笑いを無理やり引っ込ませたゲオルグはにやけが残る顔を軽い咳払いで整えるとアンネマリーの瞳をじっと見つめた。その視線は遠くにいる婚約者を思い出させ、アンネマリーは気まずさに思わず目を逸らす。
どうしてエドウィンを思い出したのか。それはゲオルグの瞳に熱を感じたからだ。アンネマリーの勘違いかも知れない、自意識過剰かも知れない。だが、紫の瞳はほぼ初対面の人を見るにはおかしすぎるくらいの熱があったのだ。
「あの、トレッチェル男爵……手を」
若干視線を斜め下へ向け、アンネマリーは暗に手を離すよう伝えた。
ゲオルグはわざとらしく『ああ』と言うと手の力を抜く。漸く解かれる手にアンネマリーが安堵した時、流れるような仕草でゲオルグが身を屈めた。

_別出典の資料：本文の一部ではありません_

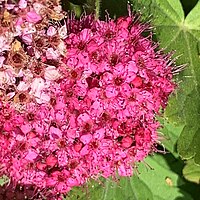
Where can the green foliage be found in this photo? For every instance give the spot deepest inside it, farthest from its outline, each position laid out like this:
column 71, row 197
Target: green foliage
column 174, row 31
column 191, row 171
column 158, row 183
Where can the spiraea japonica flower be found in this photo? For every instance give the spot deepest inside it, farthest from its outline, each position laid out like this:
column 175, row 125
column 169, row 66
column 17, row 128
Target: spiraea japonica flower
column 78, row 98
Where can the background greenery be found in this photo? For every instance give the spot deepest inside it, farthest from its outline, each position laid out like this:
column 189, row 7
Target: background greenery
column 174, row 175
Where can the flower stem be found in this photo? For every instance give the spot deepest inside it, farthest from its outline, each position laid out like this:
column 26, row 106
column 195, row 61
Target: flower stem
column 97, row 8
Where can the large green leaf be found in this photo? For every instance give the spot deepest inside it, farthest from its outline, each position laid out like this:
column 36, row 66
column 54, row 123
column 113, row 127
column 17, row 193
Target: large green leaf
column 175, row 32
column 161, row 183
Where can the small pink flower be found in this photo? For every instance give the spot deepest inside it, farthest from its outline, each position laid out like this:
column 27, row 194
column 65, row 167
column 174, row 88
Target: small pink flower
column 33, row 17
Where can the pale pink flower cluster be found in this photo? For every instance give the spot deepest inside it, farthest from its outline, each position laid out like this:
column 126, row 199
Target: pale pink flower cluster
column 78, row 98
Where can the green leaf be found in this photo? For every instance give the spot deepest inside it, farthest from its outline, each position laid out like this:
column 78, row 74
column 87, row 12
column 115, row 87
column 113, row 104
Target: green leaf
column 161, row 183
column 115, row 8
column 171, row 133
column 175, row 32
column 191, row 171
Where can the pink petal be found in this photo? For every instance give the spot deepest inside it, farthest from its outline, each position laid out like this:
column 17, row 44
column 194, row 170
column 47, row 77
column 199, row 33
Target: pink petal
column 86, row 138
column 33, row 17
column 31, row 155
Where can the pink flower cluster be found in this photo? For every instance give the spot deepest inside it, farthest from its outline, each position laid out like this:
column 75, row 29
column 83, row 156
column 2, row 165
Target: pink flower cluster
column 78, row 98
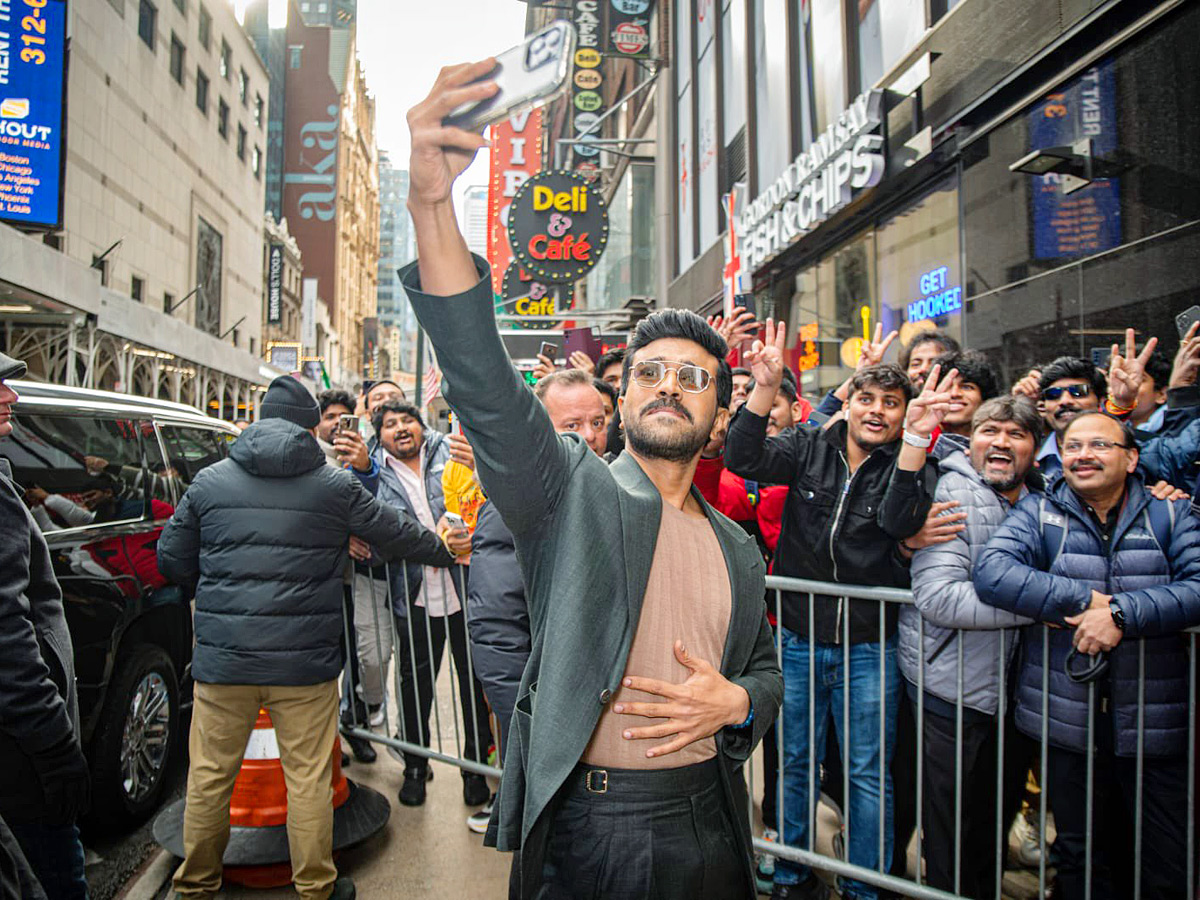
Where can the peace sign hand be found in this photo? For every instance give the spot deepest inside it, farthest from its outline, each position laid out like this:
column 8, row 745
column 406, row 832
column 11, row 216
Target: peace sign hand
column 1127, row 372
column 873, row 351
column 927, row 412
column 765, row 359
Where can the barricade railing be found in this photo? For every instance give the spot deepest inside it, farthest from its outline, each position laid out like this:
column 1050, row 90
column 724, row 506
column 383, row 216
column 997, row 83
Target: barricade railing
column 418, row 642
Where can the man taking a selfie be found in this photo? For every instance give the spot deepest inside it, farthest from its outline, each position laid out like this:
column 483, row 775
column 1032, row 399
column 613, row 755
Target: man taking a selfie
column 652, row 672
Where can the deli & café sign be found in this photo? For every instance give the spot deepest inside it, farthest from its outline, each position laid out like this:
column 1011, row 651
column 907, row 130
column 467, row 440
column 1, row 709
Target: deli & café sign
column 558, row 227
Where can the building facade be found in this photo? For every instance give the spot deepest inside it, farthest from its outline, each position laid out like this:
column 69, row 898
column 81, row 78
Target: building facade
column 153, row 286
column 874, row 183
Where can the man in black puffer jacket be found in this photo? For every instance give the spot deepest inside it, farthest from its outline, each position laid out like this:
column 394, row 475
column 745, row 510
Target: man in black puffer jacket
column 267, row 532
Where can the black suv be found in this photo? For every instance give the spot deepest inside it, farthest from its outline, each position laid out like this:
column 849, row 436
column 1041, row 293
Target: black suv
column 102, row 474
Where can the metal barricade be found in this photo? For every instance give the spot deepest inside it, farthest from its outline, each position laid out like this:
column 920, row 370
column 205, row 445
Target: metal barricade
column 414, row 732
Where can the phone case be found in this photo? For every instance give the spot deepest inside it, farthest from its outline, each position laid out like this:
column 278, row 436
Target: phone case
column 528, row 75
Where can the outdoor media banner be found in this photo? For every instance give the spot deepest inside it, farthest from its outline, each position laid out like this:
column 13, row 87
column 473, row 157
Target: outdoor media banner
column 33, row 65
column 1087, row 221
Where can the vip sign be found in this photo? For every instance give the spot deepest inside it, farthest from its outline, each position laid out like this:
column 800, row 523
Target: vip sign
column 558, row 227
column 515, row 156
column 843, row 161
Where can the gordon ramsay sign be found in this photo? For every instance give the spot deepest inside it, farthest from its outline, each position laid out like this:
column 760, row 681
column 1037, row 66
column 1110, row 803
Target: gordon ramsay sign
column 558, row 227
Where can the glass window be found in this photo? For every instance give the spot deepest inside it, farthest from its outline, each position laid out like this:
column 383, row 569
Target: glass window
column 773, row 150
column 81, row 471
column 177, row 58
column 887, row 30
column 204, row 30
column 202, row 91
column 148, row 22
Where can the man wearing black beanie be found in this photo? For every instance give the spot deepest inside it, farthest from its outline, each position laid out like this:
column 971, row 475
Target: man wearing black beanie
column 267, row 533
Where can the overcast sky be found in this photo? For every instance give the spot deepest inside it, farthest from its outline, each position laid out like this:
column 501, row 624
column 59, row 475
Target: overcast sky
column 402, row 45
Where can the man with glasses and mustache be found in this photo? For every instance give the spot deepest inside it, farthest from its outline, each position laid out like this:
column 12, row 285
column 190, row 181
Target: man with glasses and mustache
column 652, row 672
column 856, row 491
column 1117, row 571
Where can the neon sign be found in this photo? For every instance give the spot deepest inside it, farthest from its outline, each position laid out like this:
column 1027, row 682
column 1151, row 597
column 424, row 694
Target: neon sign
column 936, row 299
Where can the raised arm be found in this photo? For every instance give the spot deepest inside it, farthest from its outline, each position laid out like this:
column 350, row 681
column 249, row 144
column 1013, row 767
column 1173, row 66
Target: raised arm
column 520, row 459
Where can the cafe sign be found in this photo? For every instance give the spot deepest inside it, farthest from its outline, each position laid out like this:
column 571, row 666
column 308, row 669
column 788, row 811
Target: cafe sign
column 825, row 178
column 558, row 227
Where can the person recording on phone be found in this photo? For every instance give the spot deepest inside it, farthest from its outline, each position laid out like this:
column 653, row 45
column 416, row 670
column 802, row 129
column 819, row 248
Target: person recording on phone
column 425, row 600
column 652, row 671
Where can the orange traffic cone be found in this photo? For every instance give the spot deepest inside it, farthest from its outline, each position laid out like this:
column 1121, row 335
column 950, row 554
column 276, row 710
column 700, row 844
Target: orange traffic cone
column 257, row 853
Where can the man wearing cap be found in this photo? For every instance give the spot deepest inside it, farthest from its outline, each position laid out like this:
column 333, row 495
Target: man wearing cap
column 267, row 532
column 43, row 775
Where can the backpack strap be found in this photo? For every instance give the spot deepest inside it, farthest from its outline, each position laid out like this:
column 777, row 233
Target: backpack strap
column 1054, row 532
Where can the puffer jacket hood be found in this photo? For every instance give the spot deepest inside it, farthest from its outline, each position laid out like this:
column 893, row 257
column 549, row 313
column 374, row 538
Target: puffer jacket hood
column 276, row 448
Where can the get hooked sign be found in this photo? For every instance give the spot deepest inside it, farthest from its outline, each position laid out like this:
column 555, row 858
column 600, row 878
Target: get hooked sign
column 33, row 64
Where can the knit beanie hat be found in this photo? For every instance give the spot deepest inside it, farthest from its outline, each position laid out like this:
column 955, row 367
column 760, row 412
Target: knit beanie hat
column 287, row 399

何だと思う間も無く、ゲオルグの一つに纏められた長い銀髪が肩からゆらりと落ちる。指先だけを骨ばった長い指に絡め取られ、手の甲に柔らかい感触が当たった。
「えっ」
眼下に見えるのは銀髪の頭。黒髪ではない、銀髪だ。それがアンネマリーの手にキスをしている。手の甲は親愛の証だと言う。だが、どうにもそれを感じる事が出来ない長さに手が震えだす。ほぼ初対面なのにも関わらずこの距離の詰め方はどうにも気持ちが悪い。
これが普通の貴族令嬢であれば喜ぶことなのかもしれない。だが、アンネマリーには気持ちの悪い行為にしか思えなかった。
ゲオルグ・トレッチェル男爵。もう忘れることが出来なさそうな人間にアンネマリーは顔が見えないのを良い事に思い切り顔を顰めた。